Я же в тот раз говорил еще о многом: об искусстве уходить, когда ты больше не нужен, о том, что гордыня сильнее унижения, и, когда ты отвергнут, она не позволяет тебе валяться в ногах, и что тут дело даже не в гордыне, а в элементарном расчете: чем больше унижения ты примешь, тем меньше у тебя шансов поправить ситуацию, и что только своевременный уход может заставить любовь обернуться тебе вслед, а вымоленная жалость уничтожит последние ее крохи – при этом втайне я имел примером самого себя во время нашего не столь уж давнего разрыва. Но, кажется, Улитка меня не очень-то слушала. «А я нет, – сказала она наконец, – я, наверно, поползу за любовью. Меня будут топтать, а я буду ползти».
Некоторые ее истории были как обмолвки – похоже, ее подмывало рассказать мне все то, от чего она сама же ограждала наши отношения. К полной правде я, по ее мнению, был еще не готов, и она выдавала мне ее гомеопатическими дозами, чтобы я не отравился. Однажды она рассказала мне про двух своих знакомых ребят, высоких и красивых, таких высоких и таких красивых, что это позволяло им, бедным студентам, питаться в дорогих ресторанах за счет богатых теток, к которым они там подсаживались. Платили они, естественно, только тем, что было всегда при них... Об этой разновидности мужской проституции я слышал только в применении к западным нравам, и Улиткин рассказ меня удивил и огорчил. Огорчил – потому что она вроде не осуждала своих знакомых, а только теток в бриллиантах, да и то эстетически: «Представляешь, старая жаба в объятиях Нарцисса».
– Бедные, бедные ребята, – сказал я.
– Ничего они не бедные, – возразила Улитка. – Это ты смотришь на женщину как на женщину. А они пресыщены. Их рано развратили. Красивых мальчиков рано портят. Для них это совсем не то, что для тебя.
Еще как-то она рассказала:
– У меня есть один приятель, эта история так... уже почти закончилась... Он был моим натурщиком. Очень красивый и знает, что он красивый... И, – голос ее возмутился, – ужасно холодный! Так вот, представляешь, я к нему отношусь как мужчина к женщине. Я смотрю на него... Такой экстерьер...
– Экс-терьер – это бывшая собака, – не очень удачно пошутил я.
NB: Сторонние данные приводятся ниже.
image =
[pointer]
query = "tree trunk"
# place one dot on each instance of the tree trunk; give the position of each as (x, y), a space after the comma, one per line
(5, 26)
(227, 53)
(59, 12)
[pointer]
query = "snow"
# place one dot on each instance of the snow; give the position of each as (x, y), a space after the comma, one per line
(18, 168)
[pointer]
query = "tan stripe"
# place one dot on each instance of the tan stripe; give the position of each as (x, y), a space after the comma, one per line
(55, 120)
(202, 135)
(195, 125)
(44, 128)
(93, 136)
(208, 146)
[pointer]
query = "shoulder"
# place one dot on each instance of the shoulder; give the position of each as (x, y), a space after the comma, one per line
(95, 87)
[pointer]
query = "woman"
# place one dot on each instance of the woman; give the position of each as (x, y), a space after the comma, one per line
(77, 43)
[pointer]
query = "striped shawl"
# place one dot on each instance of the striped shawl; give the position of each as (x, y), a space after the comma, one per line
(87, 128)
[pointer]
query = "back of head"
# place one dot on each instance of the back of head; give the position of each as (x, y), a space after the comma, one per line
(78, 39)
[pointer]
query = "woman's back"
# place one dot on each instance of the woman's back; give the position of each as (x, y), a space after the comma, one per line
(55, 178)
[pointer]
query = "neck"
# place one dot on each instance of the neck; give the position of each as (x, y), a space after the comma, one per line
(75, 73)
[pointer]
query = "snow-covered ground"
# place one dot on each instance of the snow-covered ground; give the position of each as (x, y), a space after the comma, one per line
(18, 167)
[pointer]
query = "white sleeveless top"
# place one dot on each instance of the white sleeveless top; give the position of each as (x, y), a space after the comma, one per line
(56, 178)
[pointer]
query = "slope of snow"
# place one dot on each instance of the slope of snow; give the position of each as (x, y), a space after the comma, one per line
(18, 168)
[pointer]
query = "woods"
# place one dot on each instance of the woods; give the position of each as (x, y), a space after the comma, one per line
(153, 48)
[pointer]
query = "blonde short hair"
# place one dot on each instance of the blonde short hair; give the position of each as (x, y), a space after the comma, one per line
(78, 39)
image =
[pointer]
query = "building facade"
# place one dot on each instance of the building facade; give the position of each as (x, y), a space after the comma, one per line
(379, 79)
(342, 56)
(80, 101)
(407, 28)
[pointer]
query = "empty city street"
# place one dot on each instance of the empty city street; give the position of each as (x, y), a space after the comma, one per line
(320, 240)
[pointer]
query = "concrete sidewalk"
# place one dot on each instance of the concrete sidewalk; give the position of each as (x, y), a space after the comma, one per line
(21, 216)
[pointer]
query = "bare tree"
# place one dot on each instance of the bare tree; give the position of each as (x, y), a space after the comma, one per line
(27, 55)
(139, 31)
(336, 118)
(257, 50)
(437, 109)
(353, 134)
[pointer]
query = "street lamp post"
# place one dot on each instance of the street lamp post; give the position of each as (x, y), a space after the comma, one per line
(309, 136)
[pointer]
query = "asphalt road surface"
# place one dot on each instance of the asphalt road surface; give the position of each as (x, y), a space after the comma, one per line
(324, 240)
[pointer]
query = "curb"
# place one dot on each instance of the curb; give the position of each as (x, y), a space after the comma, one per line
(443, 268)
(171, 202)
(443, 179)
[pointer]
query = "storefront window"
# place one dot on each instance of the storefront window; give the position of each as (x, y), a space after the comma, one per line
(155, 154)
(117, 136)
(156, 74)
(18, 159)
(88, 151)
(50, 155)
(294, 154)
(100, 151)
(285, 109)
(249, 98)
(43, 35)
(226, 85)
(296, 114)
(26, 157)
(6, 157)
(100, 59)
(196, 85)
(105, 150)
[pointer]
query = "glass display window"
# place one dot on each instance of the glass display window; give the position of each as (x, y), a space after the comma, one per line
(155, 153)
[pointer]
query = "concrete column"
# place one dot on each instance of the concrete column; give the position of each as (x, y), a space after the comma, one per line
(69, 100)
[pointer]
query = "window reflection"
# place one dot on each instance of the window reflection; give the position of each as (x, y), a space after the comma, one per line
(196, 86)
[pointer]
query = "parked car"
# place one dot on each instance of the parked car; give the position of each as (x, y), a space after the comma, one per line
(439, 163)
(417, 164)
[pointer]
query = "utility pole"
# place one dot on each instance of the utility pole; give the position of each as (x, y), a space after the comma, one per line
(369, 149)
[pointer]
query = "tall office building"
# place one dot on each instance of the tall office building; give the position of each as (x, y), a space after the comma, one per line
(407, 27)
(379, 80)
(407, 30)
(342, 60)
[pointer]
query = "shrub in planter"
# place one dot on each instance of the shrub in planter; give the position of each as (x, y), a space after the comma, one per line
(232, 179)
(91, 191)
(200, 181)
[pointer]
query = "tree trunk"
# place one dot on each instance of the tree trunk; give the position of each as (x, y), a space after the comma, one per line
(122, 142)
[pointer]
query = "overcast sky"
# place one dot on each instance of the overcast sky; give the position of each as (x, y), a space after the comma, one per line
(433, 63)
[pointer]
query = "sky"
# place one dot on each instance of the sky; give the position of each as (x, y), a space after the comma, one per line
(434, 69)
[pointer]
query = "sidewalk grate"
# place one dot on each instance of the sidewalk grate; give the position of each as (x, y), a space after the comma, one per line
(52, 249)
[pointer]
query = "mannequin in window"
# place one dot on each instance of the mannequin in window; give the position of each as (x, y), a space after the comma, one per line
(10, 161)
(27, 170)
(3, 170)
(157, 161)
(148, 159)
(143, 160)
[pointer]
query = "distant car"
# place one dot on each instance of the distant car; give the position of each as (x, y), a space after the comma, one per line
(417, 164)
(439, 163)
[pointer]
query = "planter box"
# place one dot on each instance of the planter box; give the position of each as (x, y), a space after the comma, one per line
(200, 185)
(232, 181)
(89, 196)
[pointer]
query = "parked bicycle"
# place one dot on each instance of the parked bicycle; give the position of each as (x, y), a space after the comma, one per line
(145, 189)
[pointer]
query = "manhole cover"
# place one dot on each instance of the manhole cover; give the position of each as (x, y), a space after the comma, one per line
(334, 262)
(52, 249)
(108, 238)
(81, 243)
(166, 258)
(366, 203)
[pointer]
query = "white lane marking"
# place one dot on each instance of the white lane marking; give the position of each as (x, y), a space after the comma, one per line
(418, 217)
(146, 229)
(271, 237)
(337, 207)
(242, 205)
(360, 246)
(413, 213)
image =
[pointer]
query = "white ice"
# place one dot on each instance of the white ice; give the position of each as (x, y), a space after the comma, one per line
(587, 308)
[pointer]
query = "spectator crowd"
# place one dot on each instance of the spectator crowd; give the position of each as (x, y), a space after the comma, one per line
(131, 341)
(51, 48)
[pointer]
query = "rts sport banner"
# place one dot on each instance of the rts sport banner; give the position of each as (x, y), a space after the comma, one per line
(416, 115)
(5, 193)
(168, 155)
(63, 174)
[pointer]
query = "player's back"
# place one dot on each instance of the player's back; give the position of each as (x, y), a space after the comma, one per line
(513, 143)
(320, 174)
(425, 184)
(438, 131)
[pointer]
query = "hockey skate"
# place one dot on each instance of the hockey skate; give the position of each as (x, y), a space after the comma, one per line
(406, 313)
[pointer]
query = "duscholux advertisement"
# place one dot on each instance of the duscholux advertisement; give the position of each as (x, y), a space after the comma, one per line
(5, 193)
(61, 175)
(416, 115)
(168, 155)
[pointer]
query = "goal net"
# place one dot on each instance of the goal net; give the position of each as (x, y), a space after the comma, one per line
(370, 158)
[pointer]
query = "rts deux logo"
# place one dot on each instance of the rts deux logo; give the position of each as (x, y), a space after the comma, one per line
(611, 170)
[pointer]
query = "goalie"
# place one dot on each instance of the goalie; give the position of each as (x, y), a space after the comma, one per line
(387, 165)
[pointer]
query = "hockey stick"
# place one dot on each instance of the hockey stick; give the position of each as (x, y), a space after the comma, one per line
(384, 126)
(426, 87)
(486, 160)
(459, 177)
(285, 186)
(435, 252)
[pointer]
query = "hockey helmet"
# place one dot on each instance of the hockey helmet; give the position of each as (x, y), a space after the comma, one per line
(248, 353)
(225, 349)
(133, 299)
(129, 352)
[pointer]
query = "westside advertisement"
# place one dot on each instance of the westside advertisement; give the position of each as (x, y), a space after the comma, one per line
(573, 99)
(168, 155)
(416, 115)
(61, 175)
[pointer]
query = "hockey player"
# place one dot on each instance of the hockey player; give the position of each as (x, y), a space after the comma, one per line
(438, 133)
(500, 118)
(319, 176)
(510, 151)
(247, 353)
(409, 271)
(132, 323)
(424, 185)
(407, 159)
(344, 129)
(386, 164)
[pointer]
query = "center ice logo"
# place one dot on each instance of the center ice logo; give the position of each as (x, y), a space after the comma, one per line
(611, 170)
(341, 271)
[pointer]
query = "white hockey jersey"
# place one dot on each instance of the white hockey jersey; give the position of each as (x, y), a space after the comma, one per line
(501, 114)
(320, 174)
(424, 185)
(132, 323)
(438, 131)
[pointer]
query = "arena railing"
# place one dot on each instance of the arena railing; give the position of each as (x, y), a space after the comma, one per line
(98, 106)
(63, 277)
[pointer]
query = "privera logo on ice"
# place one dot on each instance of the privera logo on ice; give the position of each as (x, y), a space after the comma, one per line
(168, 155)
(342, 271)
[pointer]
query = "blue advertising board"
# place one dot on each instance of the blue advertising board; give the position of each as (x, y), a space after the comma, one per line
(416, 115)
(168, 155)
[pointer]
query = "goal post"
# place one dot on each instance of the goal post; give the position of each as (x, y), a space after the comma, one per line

От всех этих историй на душе у меня только темнело. Да и вообще я продолжал относиться к Улитке с настороженностью, будто часть души так и осталась онемелой, оттоптанной, отсиженной, как нога, – вроде бы на месте, а не ощущаешь. А Улитка тем временем все носилась с идеей вовлечь меня в какое-нибудь совместное дело. «Давай выпустим сборник твоих стихов за свой счет. Я сделаю иллюстрации... Давай вместе писать картины – ты готовишь фон, а потом я включаюсь, вытаскиваю из него все, что вижу... Давай вместе собирать модерн...» Но первый же наш совместный визит в антикварный магазин стал и последним – Улитка, чего прежде никогда за ней не замечал, нервничала, раздражалась: я не туда смотрел, не то видел, не мог сразу оценить, врубиться в тему, хотя интерьерный модерн начала века я вроде знал. Но, видимо, моя душа оставалась к нему равнодушной, ее занимала только Улитка, но никак не вазы, не люстры, не криволапая мебель... Проницательную Улитку это задевало. Кажется, впервые рядом с ней я чувствовал себя серым кретином.